Podobnie jak w ubiegłym roku zdecydowaliśmy się spędzić święta nieco alternatywnie. Ponieważ nie mieliśmy gości ani sami nie wyjeżdżaliśmy do rodziny, mogliśmy na te dwa dni po prostu wybyć z domu. Po Wielkanocnym śniadaniu spakowaliśmy się i wyruszyliśmy do Zakopanego przez Krościenko i Bukowinę Tatrzańską. A widok Tatr tego dnia był... nie do opisania!

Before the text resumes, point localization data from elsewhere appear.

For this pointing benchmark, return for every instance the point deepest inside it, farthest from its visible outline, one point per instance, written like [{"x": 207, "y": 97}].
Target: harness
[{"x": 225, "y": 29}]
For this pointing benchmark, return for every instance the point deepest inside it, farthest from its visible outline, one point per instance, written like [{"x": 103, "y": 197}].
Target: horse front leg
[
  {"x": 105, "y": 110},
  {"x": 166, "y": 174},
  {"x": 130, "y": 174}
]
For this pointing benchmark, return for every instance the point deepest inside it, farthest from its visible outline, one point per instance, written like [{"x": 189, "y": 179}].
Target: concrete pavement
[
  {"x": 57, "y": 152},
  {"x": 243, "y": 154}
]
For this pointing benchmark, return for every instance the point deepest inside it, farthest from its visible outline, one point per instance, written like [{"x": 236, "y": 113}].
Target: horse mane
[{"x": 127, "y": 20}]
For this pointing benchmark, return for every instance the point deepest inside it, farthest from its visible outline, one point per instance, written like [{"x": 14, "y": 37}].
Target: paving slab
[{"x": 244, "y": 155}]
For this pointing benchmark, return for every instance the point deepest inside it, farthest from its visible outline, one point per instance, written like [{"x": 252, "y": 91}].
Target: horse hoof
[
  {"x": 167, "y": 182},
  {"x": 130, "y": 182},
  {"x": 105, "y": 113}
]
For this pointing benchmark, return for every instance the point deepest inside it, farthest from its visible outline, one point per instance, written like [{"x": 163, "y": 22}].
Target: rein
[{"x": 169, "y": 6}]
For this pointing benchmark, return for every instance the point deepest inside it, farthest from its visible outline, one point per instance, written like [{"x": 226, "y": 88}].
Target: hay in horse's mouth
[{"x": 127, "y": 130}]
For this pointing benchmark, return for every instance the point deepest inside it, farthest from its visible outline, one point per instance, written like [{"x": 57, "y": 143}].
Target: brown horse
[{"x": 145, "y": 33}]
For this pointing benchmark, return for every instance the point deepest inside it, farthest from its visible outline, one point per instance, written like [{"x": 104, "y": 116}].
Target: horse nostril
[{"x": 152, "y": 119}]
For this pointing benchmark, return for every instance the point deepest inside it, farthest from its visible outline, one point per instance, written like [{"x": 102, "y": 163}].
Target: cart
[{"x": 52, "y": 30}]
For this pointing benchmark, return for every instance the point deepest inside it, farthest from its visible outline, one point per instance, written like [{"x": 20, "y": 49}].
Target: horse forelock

Taki piękny!
Nie stresowaliśmy się gotowaniem i zmywaniem, bo obiadki jedliśmy w restauracjach.
Nie siedzieliśmy "tradycyjnie" przed TV i komputerem, ale zwiedzaliśmy Zakopane (znacznie spokojniejsze niż zwykle) oraz wędrowaliśmy Drogą pod Reglami i Doliną ku Dziurze.
Nigdzie się nie spieszyliśmy, ale mogliśmy kontemplować nad każdym kwiatkiem i widoczkiem.
W ten sposób realizujemy życzenia zdrowych i spokojnych świąt :)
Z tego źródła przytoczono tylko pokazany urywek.